Thursday, May 10, 2007

Germaine: A steady woman is important to you because then you know for sure you have someone to go home to in case you can’t find someone else. You notice every woman, don't you?
Picasso: Many.
Germaine: I mean, every woman. Waitresses, wives, weavers, laundresses, ushers, actresses, women in wheelchairs. You notice them, don't you?
Picasso: Yes.
Germaine: And when you see a woman, you think, "I wonder what she would be like." You could be bouncing your baby on your knee, and if a woman walks by, you wonder what she would be like.
Picasso: Go on.
Germaine: You have two in one night when the lies work out, and you feel it’s your right.
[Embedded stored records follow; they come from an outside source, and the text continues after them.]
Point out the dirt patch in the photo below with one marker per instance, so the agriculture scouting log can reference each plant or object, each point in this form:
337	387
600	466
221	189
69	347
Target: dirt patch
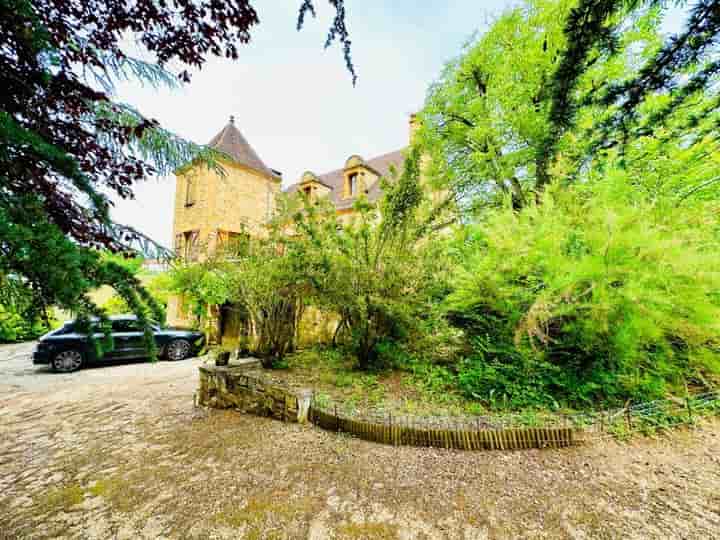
132	458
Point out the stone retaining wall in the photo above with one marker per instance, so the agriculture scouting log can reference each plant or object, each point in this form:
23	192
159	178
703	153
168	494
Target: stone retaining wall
247	390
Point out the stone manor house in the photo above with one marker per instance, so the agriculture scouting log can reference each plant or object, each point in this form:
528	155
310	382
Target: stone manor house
213	210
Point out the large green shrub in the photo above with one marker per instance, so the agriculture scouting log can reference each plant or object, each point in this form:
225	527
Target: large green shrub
599	293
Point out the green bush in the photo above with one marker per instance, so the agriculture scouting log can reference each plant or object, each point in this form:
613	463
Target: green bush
15	327
599	294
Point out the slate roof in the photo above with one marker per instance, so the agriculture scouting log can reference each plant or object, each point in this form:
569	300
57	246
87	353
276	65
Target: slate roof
232	142
334	179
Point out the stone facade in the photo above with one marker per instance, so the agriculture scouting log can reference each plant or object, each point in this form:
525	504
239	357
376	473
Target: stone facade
212	210
247	389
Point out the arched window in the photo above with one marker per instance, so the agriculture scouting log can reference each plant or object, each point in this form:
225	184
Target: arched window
190	192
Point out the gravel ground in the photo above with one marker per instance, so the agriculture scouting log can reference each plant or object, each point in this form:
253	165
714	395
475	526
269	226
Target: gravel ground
120	452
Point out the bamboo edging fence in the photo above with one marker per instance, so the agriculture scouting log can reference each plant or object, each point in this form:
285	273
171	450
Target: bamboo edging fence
458	439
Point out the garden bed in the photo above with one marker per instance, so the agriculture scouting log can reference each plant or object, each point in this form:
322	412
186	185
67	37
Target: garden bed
422	398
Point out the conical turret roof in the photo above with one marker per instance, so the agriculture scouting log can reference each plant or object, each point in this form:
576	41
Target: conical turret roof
232	142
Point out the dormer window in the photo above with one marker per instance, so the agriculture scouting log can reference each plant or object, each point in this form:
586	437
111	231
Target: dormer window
353	184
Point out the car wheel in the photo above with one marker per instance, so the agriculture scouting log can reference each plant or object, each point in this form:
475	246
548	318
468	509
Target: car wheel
178	349
67	361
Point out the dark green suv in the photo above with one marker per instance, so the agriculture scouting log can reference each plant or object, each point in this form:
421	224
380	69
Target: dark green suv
68	349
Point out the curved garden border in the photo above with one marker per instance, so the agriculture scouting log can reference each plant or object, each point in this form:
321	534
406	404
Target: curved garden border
247	388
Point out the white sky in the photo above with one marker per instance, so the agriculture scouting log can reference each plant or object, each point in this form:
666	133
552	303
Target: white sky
295	102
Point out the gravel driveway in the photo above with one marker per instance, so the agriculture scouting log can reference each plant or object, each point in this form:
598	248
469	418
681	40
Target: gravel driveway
120	452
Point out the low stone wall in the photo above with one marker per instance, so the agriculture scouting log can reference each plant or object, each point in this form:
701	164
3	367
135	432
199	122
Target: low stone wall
245	388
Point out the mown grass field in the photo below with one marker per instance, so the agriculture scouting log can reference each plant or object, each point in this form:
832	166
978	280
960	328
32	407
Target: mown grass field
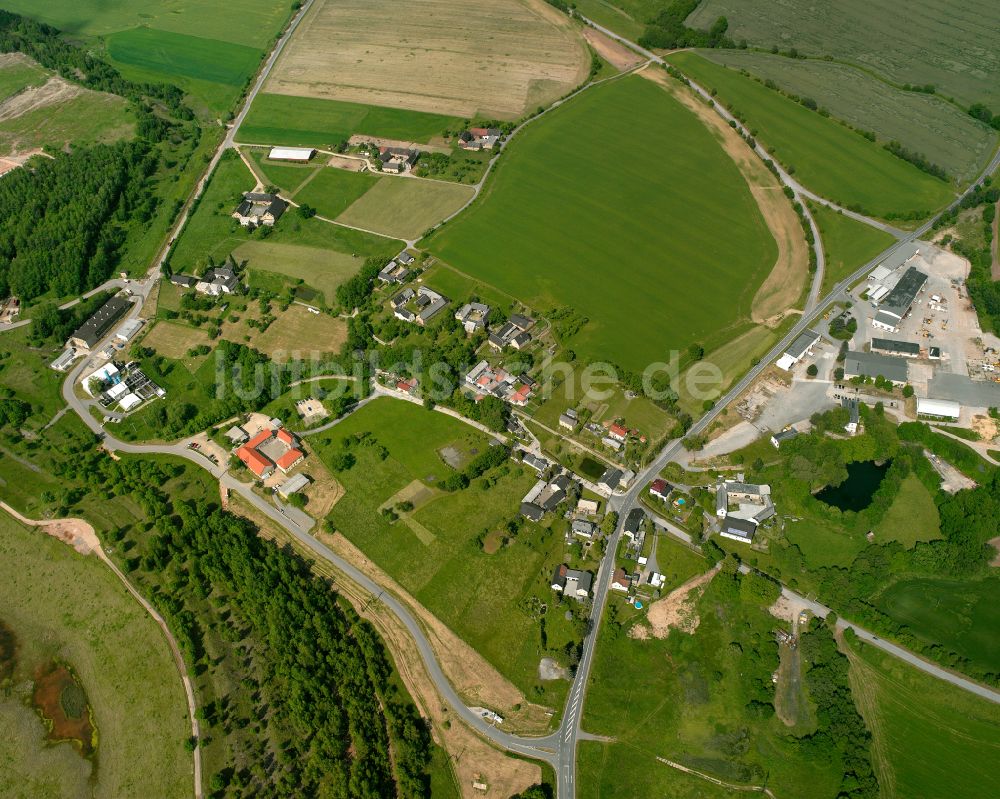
482	597
209	49
924	123
212	233
63	605
635	244
681	698
313	122
931	739
403	207
952	44
321	269
333	190
846	243
962	615
826	157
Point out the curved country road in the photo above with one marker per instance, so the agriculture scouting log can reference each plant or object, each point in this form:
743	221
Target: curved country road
171	641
The rules don’t apply to you because the rules were made up by women, and they have to be if there’s going to be any society at all. You cancel one when someone better comes along. They find you funny, bohemian, irresistible. You like them young, because you can bamboozle them, and they think you’re great. You want them when you want them, never when they want you. Afterwards, you can't wait to leave, or if you're unlucky enough to have her at your place, you can't wait for her to leave, because the truth is, we don’t exist afterwards, and all conversation becomes meaningless because it's not going to get you anywhere because it's already got you there. You're unreachable. Your whole act is a camouflage. But you are lucky because you have a true talent that you are too wise to abuse. And because of that, you will always be desirable. So when you wear out one woman, there will be another who wants to taste it, who wants to be next to someone like you. So you'll never have to earn a woman, and you'll never appreciate one.
Picasso: But I appreciate women. I draw them, don't I?
Germaine: Well, that's because we're so goddamn beautiful, isn't it?